First, the corresponding kernel matrix Ki,j is convolved with each input matrix Ii and then summed, and the nonlinear activation function f(•) is added to the deviation Bj and applied to each element of the obtained matrix to obtain the output matrix Aj, and the features extracted by the local feature extractor represented by each set of kernel matrices are extracted from the input matrix. Finally, a set of kernel matrices K, is found and used to extract good discriminative features to classify the images. The connection weights of the CNN are optimized by the inverse algorithm, and the deviations and matrices are trained into network nodes with shared connection weights.

3.3 Max pooling layer

The pooling layer is responsible for dimensionality reduction of the CNN. In order to reduce the output nodes of the convolutional layer, the pooling algorithm was adopted to combine adjacent elements in each matrix outputted by the convolutional layer. Max pooling and average pooling are common pooling algorithm. In this research, a pooling layer with 2×2 kernels were adopted to select the maximum of the four adjacent elements in the output matrix usually selects the largest of the four adjacent elements in the input matrix. The gradient signal is used only for the nodes of the pool output, if the transmission is wrong.
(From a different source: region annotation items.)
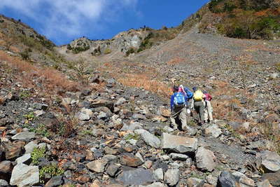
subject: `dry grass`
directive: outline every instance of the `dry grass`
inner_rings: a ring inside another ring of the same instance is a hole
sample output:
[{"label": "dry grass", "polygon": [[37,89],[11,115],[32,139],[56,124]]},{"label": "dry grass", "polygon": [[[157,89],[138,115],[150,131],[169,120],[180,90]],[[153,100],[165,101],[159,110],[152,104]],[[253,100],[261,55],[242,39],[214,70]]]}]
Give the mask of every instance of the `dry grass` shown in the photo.
[{"label": "dry grass", "polygon": [[120,83],[125,85],[142,88],[155,94],[169,98],[172,94],[171,88],[155,80],[151,80],[148,76],[139,74],[126,74],[118,78]]},{"label": "dry grass", "polygon": [[5,99],[0,96],[0,104],[3,104],[5,102]]},{"label": "dry grass", "polygon": [[45,85],[46,90],[55,90],[57,88],[68,91],[79,90],[76,83],[68,80],[64,75],[56,69],[36,67],[19,57],[11,57],[4,51],[0,51],[0,60],[6,62],[17,71],[24,72],[22,74],[22,80],[24,81],[24,83],[28,85],[34,85],[34,78],[39,77],[41,83]]}]

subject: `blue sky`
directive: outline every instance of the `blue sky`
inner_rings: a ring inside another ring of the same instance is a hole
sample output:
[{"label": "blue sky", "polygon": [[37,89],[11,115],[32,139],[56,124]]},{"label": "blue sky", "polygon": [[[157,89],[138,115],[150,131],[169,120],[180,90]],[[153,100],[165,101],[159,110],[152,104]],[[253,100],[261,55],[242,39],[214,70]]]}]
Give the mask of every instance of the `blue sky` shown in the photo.
[{"label": "blue sky", "polygon": [[144,25],[176,27],[209,0],[1,0],[0,13],[20,19],[57,45],[111,39]]}]

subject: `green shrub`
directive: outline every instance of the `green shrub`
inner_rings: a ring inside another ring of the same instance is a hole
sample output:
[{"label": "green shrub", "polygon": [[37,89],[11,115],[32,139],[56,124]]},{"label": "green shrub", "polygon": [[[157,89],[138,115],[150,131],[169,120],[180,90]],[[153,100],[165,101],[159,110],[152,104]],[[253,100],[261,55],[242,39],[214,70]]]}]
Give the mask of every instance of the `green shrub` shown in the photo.
[{"label": "green shrub", "polygon": [[68,45],[67,45],[67,49],[68,49],[68,50],[72,50],[72,47],[71,46],[70,44],[68,44]]},{"label": "green shrub", "polygon": [[127,50],[127,52],[125,52],[125,55],[126,55],[127,56],[128,56],[128,55],[130,55],[130,54],[134,53],[135,53],[134,48],[130,48]]},{"label": "green shrub", "polygon": [[34,148],[32,153],[31,153],[31,158],[32,160],[32,163],[38,165],[39,163],[39,158],[46,158],[46,147],[42,148]]},{"label": "green shrub", "polygon": [[105,55],[106,55],[106,54],[109,54],[109,53],[111,53],[111,49],[110,48],[106,48],[105,49],[105,50],[104,50],[104,54]]},{"label": "green shrub", "polygon": [[280,71],[280,62],[276,63],[275,64],[276,69]]},{"label": "green shrub", "polygon": [[35,118],[34,113],[33,112],[29,112],[27,114],[23,116],[27,120],[33,120]]},{"label": "green shrub", "polygon": [[57,165],[52,164],[44,166],[39,170],[39,178],[41,183],[45,183],[45,175],[49,174],[51,177],[63,174],[64,170],[58,168]]},{"label": "green shrub", "polygon": [[29,91],[23,90],[20,92],[19,94],[20,99],[24,100],[29,97],[31,97],[31,93]]}]

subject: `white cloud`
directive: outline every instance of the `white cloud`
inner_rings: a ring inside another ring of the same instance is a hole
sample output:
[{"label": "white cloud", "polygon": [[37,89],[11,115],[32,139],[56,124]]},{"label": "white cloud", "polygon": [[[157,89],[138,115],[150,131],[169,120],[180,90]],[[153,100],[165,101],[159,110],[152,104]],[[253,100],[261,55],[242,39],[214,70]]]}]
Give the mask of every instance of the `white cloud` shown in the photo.
[{"label": "white cloud", "polygon": [[1,0],[0,11],[10,8],[41,27],[40,32],[50,39],[81,36],[85,28],[101,30],[115,21],[125,8],[136,13],[138,0]]}]

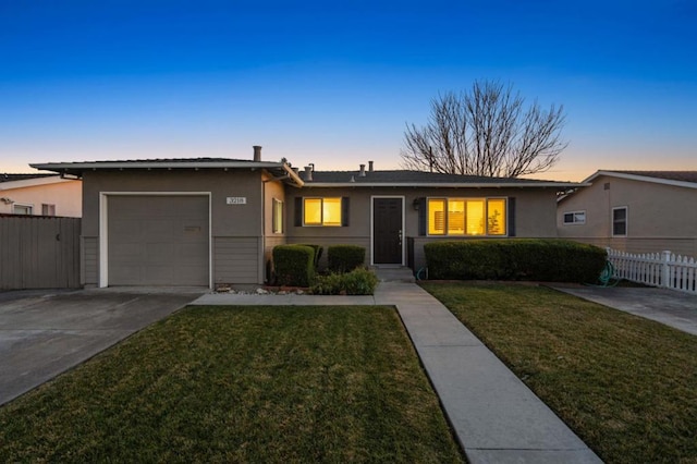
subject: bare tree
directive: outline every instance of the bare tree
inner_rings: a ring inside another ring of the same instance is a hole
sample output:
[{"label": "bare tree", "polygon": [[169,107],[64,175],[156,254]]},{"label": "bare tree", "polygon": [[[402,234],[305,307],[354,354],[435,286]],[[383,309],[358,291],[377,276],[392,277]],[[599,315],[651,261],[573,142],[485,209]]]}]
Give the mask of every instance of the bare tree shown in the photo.
[{"label": "bare tree", "polygon": [[417,171],[517,178],[559,160],[564,107],[528,108],[511,85],[475,82],[472,90],[431,100],[427,124],[407,124],[402,166]]}]

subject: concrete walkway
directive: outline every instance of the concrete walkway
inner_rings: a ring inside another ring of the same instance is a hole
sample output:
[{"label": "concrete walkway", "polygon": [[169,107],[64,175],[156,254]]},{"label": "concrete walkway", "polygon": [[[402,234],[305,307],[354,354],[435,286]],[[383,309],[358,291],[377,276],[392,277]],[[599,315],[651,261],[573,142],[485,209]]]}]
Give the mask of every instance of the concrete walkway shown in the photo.
[{"label": "concrete walkway", "polygon": [[205,291],[0,293],[0,405],[169,316]]},{"label": "concrete walkway", "polygon": [[584,300],[697,335],[697,295],[655,288],[554,286]]},{"label": "concrete walkway", "polygon": [[470,463],[601,462],[452,313],[414,283],[383,281],[375,296],[206,294],[193,304],[394,305]]}]

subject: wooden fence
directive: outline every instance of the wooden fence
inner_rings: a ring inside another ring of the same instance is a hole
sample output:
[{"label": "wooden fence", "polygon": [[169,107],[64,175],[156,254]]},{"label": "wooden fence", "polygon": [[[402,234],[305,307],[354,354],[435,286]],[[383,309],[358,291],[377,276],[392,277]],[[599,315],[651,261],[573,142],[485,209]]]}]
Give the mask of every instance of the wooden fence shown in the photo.
[{"label": "wooden fence", "polygon": [[0,290],[80,288],[80,218],[0,215]]},{"label": "wooden fence", "polygon": [[697,293],[697,261],[671,252],[629,254],[608,248],[615,277],[647,285]]}]

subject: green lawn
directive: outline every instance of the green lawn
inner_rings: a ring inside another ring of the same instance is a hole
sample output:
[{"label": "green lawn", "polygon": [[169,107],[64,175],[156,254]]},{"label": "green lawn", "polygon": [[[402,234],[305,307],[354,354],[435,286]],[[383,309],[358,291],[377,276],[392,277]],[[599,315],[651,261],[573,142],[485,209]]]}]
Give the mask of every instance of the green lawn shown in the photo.
[{"label": "green lawn", "polygon": [[0,407],[0,462],[462,462],[390,307],[188,307]]},{"label": "green lawn", "polygon": [[606,462],[697,462],[697,337],[546,288],[423,286]]}]

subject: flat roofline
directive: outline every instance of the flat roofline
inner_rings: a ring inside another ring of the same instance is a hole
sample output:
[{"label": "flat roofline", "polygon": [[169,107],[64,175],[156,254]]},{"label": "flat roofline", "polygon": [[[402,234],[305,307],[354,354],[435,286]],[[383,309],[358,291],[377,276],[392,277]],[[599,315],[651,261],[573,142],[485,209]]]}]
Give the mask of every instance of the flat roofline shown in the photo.
[{"label": "flat roofline", "polygon": [[217,169],[217,168],[281,168],[274,161],[90,161],[32,163],[42,171],[96,171],[101,169]]},{"label": "flat roofline", "polygon": [[673,186],[676,186],[676,187],[697,188],[697,183],[696,182],[685,182],[685,181],[675,181],[675,180],[672,180],[672,179],[655,178],[652,175],[649,175],[648,172],[647,172],[646,175],[641,175],[641,174],[629,174],[629,173],[626,173],[626,172],[619,172],[619,171],[599,170],[596,173],[591,174],[584,182],[592,183],[592,181],[595,181],[596,179],[598,179],[601,175],[606,175],[608,178],[627,179],[627,180],[631,180],[631,181],[650,182],[650,183],[653,183],[653,184],[673,185]]},{"label": "flat roofline", "polygon": [[435,187],[435,188],[505,188],[505,187],[587,187],[589,183],[577,182],[305,182],[306,187]]}]

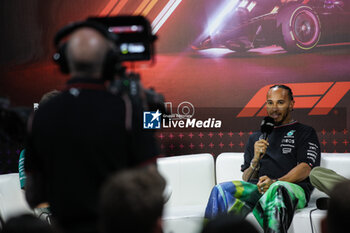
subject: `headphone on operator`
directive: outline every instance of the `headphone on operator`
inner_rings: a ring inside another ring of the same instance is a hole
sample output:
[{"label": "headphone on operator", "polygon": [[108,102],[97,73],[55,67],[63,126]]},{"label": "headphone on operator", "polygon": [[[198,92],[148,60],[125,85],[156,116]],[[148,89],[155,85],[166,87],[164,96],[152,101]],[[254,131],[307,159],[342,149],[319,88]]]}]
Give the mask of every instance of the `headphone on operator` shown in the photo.
[{"label": "headphone on operator", "polygon": [[[67,42],[61,43],[61,40],[79,28],[88,27],[95,29],[101,35],[103,35],[107,40],[112,41],[114,44],[118,40],[118,36],[112,32],[109,32],[107,27],[104,25],[97,23],[95,21],[82,21],[68,24],[67,26],[61,28],[54,37],[54,45],[56,48],[56,52],[53,55],[53,60],[60,67],[60,70],[64,74],[69,74],[70,69],[67,60]],[[102,75],[104,79],[109,79],[114,74],[114,65],[119,60],[119,50],[118,48],[110,49],[106,57],[104,58],[103,71]]]}]

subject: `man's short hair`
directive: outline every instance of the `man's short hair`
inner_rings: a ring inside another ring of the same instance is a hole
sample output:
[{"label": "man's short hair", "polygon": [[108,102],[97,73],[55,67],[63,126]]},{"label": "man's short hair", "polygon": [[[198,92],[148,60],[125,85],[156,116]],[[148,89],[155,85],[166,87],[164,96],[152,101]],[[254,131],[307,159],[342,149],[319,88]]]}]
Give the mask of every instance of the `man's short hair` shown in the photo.
[{"label": "man's short hair", "polygon": [[269,88],[269,90],[273,89],[273,88],[282,88],[284,90],[286,90],[288,92],[288,97],[290,100],[293,100],[294,97],[293,97],[293,92],[292,92],[292,89],[290,89],[290,87],[286,86],[286,85],[283,85],[283,84],[275,84],[273,86],[271,86]]},{"label": "man's short hair", "polygon": [[156,168],[126,170],[112,176],[100,196],[102,233],[151,233],[163,212],[165,180]]},{"label": "man's short hair", "polygon": [[349,232],[350,219],[350,180],[337,184],[330,193],[327,214],[328,231],[332,233]]}]

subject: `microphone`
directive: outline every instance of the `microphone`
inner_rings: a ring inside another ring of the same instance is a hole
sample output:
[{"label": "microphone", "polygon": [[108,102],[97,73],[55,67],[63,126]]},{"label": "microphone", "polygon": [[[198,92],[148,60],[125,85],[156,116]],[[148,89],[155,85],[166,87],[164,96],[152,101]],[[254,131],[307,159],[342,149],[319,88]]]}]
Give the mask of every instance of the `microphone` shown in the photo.
[{"label": "microphone", "polygon": [[263,134],[263,139],[266,140],[267,137],[272,133],[273,128],[275,127],[275,121],[272,117],[264,117],[261,121],[260,131]]}]

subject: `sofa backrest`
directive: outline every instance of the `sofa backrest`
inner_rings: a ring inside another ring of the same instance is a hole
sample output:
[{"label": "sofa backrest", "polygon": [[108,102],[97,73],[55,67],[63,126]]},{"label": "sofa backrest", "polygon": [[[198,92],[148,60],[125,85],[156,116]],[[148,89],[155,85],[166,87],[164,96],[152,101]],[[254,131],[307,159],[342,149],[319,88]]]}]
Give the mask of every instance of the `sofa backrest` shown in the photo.
[{"label": "sofa backrest", "polygon": [[214,158],[211,154],[159,158],[157,165],[172,191],[166,205],[207,203],[215,185]]},{"label": "sofa backrest", "polygon": [[332,169],[350,179],[350,153],[322,153],[321,167]]},{"label": "sofa backrest", "polygon": [[241,165],[244,158],[242,152],[221,153],[216,157],[216,183],[242,180]]}]

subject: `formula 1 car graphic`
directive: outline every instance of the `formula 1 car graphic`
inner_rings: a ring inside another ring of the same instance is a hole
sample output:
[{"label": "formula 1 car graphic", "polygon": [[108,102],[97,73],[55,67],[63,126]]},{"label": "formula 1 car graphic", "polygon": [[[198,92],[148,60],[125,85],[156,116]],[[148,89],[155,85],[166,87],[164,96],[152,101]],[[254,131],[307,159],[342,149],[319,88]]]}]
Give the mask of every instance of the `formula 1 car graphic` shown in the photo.
[{"label": "formula 1 car graphic", "polygon": [[278,45],[290,52],[350,41],[350,0],[238,0],[233,10],[193,49],[244,52]]}]

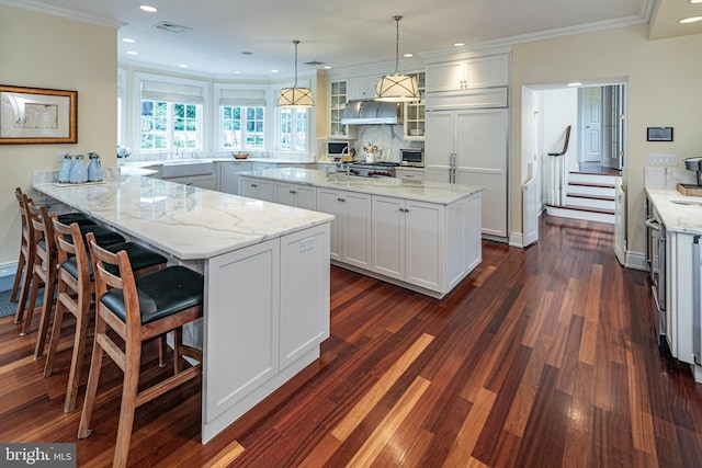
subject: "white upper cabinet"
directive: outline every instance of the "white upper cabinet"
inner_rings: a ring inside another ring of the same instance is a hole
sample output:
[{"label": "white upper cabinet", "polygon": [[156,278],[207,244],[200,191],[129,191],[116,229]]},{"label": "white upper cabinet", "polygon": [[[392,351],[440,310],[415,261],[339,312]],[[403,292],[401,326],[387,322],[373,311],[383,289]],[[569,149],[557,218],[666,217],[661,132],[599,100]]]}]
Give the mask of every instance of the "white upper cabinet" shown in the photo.
[{"label": "white upper cabinet", "polygon": [[427,92],[509,85],[509,54],[427,66]]}]

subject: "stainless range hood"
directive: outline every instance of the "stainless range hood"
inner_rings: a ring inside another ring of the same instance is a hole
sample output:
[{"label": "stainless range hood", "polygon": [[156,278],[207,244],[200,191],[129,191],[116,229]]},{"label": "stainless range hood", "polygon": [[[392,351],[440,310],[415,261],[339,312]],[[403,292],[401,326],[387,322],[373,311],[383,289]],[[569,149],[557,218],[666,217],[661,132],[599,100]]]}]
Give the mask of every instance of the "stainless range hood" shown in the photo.
[{"label": "stainless range hood", "polygon": [[341,114],[342,125],[395,125],[401,123],[403,104],[396,102],[349,101],[343,114]]}]

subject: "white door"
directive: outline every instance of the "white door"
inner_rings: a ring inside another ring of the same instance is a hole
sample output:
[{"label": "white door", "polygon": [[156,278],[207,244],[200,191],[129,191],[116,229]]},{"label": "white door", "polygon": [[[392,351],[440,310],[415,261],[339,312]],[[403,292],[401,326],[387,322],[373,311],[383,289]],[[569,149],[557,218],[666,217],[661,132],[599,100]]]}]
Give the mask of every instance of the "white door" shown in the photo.
[{"label": "white door", "polygon": [[600,162],[602,160],[602,89],[580,88],[580,151],[578,162]]}]

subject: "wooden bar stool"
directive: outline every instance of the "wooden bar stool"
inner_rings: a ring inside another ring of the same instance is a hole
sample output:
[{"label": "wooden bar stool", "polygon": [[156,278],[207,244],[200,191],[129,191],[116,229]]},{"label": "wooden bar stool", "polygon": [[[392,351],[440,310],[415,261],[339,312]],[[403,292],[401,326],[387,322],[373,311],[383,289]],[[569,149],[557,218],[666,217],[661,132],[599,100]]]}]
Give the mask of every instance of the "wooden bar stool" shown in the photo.
[{"label": "wooden bar stool", "polygon": [[[30,290],[30,278],[32,276],[32,269],[35,262],[35,250],[34,246],[32,246],[32,243],[29,241],[30,237],[32,237],[32,227],[30,226],[29,221],[27,206],[33,204],[32,198],[27,197],[20,187],[16,187],[14,190],[14,196],[18,199],[18,204],[20,205],[22,236],[20,241],[20,256],[18,260],[18,269],[14,273],[14,282],[12,283],[12,290],[10,293],[10,303],[15,303],[18,300],[18,293],[21,293],[20,304],[18,305],[18,310],[14,316],[14,322],[20,323],[23,320],[26,298]],[[58,219],[65,224],[79,222],[81,225],[95,225],[92,219],[81,213],[68,213],[65,215],[59,215]],[[22,285],[21,292],[20,285]]]},{"label": "wooden bar stool", "polygon": [[[58,295],[54,326],[49,340],[44,376],[52,375],[56,350],[60,339],[64,313],[66,309],[76,317],[76,334],[73,336],[73,352],[71,356],[68,386],[64,411],[76,408],[80,370],[83,362],[88,324],[91,318],[91,303],[94,298],[93,269],[84,243],[83,236],[91,235],[93,239],[107,249],[126,250],[134,259],[135,269],[146,274],[166,266],[166,256],[156,253],[134,242],[124,242],[124,237],[102,226],[79,226],[73,222],[66,226],[54,215],[50,215],[57,241],[58,253]],[[115,236],[116,235],[116,236]],[[114,240],[121,240],[114,242]]]},{"label": "wooden bar stool", "polygon": [[[113,467],[125,467],[136,408],[201,374],[202,352],[182,344],[182,326],[202,317],[204,276],[184,266],[168,266],[135,278],[126,252],[110,252],[99,247],[91,237],[88,242],[93,258],[97,259],[97,316],[90,375],[78,438],[90,435],[90,418],[103,352],[106,352],[124,373]],[[109,270],[110,265],[117,266],[117,274]],[[124,350],[110,338],[109,328],[124,340]],[[174,331],[174,374],[137,391],[141,343],[169,331]],[[192,357],[199,364],[181,369],[180,356]]]}]

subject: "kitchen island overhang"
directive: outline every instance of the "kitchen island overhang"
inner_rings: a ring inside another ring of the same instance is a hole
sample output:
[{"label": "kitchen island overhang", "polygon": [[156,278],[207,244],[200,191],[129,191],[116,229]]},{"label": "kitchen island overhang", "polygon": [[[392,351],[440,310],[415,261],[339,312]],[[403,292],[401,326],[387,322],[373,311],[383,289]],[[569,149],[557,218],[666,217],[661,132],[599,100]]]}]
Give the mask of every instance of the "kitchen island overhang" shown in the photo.
[{"label": "kitchen island overhang", "polygon": [[333,216],[144,176],[34,189],[205,275],[203,443],[319,357]]},{"label": "kitchen island overhang", "polygon": [[299,168],[239,173],[240,191],[262,181],[276,203],[306,192],[308,209],[335,216],[335,265],[440,299],[483,260],[482,186]]}]

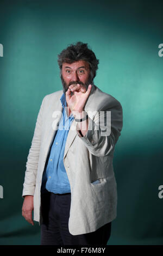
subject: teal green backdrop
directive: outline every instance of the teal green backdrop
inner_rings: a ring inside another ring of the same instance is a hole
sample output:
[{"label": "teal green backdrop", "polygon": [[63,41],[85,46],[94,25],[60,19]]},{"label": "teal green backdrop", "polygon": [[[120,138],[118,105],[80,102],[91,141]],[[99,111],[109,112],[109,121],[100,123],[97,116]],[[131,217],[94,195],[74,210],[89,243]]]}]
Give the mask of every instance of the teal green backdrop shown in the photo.
[{"label": "teal green backdrop", "polygon": [[62,89],[57,54],[78,41],[99,59],[95,84],[123,110],[108,245],[163,244],[162,7],[158,1],[1,1],[1,245],[40,244],[38,223],[21,215],[26,163],[42,99]]}]

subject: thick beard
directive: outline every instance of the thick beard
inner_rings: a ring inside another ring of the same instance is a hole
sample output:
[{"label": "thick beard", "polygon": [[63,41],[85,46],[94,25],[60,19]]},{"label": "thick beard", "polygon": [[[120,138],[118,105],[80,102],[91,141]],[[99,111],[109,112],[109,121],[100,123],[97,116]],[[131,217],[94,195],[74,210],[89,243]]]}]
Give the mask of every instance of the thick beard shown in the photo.
[{"label": "thick beard", "polygon": [[70,82],[70,83],[69,83],[68,84],[67,84],[65,81],[64,81],[62,75],[61,75],[60,77],[61,77],[61,82],[62,82],[62,84],[63,86],[63,93],[65,94],[66,93],[67,90],[68,90],[69,86],[73,84],[77,84],[78,83],[79,83],[79,84],[82,84],[86,89],[86,90],[87,90],[89,84],[92,84],[92,86],[93,85],[93,81],[91,79],[90,75],[89,76],[88,78],[87,81],[85,83],[83,83],[81,81],[72,81],[72,82]]}]

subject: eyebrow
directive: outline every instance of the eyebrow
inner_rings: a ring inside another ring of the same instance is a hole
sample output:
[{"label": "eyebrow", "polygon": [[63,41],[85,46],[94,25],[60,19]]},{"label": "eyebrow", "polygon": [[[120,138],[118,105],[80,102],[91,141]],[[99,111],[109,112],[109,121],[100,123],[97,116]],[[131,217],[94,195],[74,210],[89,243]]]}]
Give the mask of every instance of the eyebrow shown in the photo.
[{"label": "eyebrow", "polygon": [[[82,69],[82,69],[84,68],[84,69],[86,69],[85,66],[80,66],[80,67],[78,68],[77,69]],[[65,69],[72,69],[71,68],[70,68],[70,66],[65,66]]]}]

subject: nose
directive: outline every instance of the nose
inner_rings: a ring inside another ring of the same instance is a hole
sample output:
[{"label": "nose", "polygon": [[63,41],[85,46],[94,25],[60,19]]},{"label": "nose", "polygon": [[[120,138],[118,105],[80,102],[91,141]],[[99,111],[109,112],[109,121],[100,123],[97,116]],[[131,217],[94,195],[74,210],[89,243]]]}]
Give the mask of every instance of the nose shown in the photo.
[{"label": "nose", "polygon": [[73,81],[79,81],[79,77],[76,71],[73,72],[72,75],[72,80]]}]

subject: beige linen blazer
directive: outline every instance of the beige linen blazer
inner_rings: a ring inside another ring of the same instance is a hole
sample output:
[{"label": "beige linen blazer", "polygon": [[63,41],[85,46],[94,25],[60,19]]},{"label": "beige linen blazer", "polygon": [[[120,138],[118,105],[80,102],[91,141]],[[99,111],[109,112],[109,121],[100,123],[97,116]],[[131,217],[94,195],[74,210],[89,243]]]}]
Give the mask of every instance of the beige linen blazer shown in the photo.
[{"label": "beige linen blazer", "polygon": [[[61,116],[60,99],[62,93],[61,90],[44,97],[26,163],[22,197],[34,196],[34,220],[40,224],[42,221],[40,210],[42,176]],[[89,115],[88,130],[82,137],[78,130],[78,123],[73,120],[64,156],[71,187],[68,228],[72,235],[93,232],[114,220],[117,214],[117,185],[112,160],[122,128],[122,106],[116,99],[93,85],[85,111]],[[98,126],[101,111],[111,112],[109,135],[102,136],[104,127],[100,125],[99,128]],[[100,183],[92,184],[97,179]]]}]

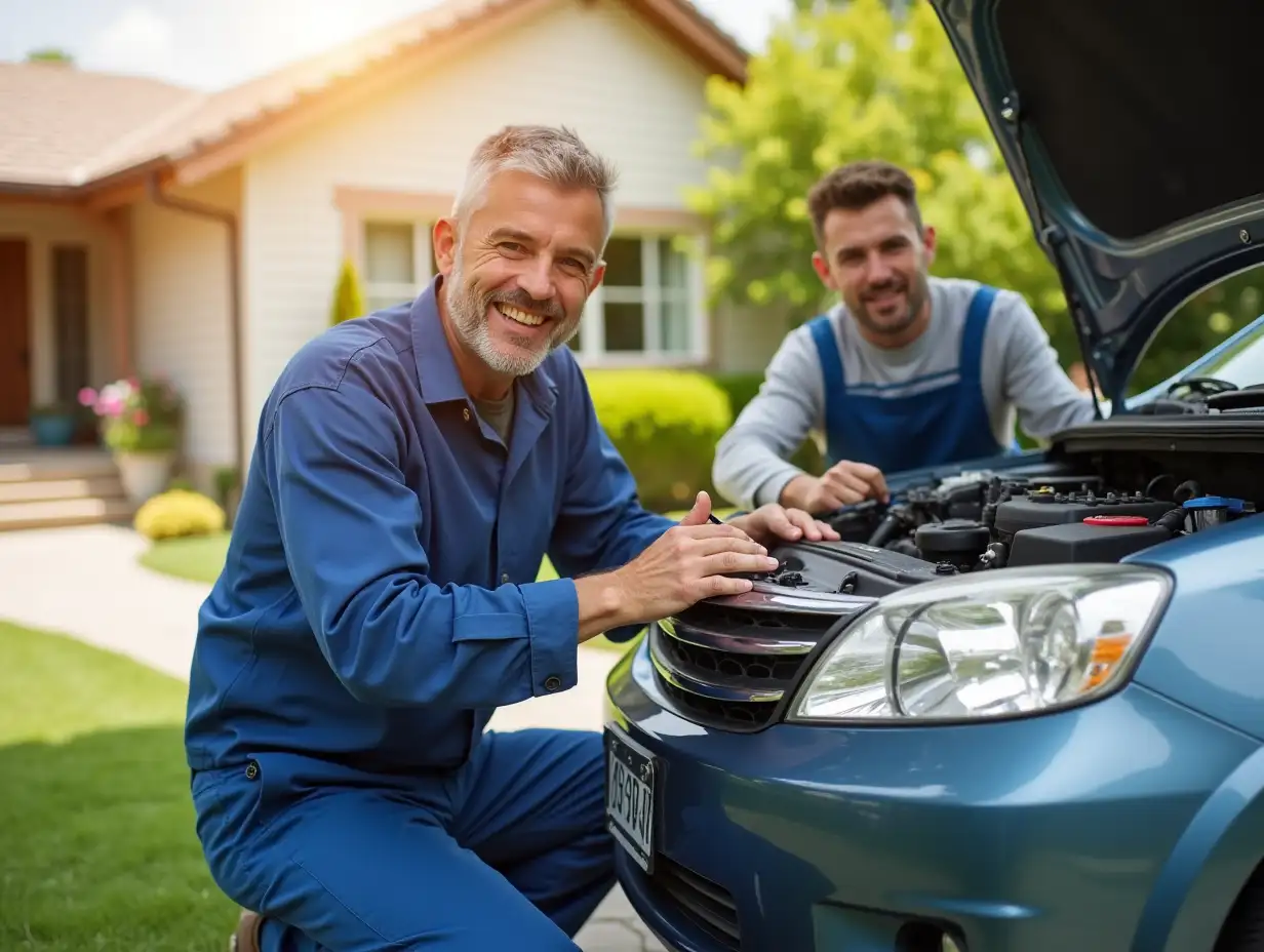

3.4 Rectified linear unit (ReLU) activation

Neural networks often employ nonlinear transfer functions as the activation function of nodes. The sigmoid function f(x)=1/(1+e−x) and the hyperbolic tangent function f(x)=tanh(x) are commonly used activation functions. Both are saturated nonlinear functions: The output gradient decreases and approaches zero as the input increases. To improve learning speed and classification performance, our CNN adopts the latest activation function Mish [19]: f(x)=x*tanh(ln(1+ex)) [20], and applies it to the convolutional layer. Experimental evidence shows that Mish activation function has a faster convergence rate and a higher classification performance of 2.5% than the sigmoid activation function.

3.5 Backpropagation

Multiple techniques were adopted to accelerate and stabilize the CNN training, such as batch processing, momentum weight update, and weight attenuation. The authors batch processed 128 input samples, and the batch method was chosen to improve learning efficiency and accuracy, rather than updating the connection weights after each backpropagation, and their connection weights were updated at once.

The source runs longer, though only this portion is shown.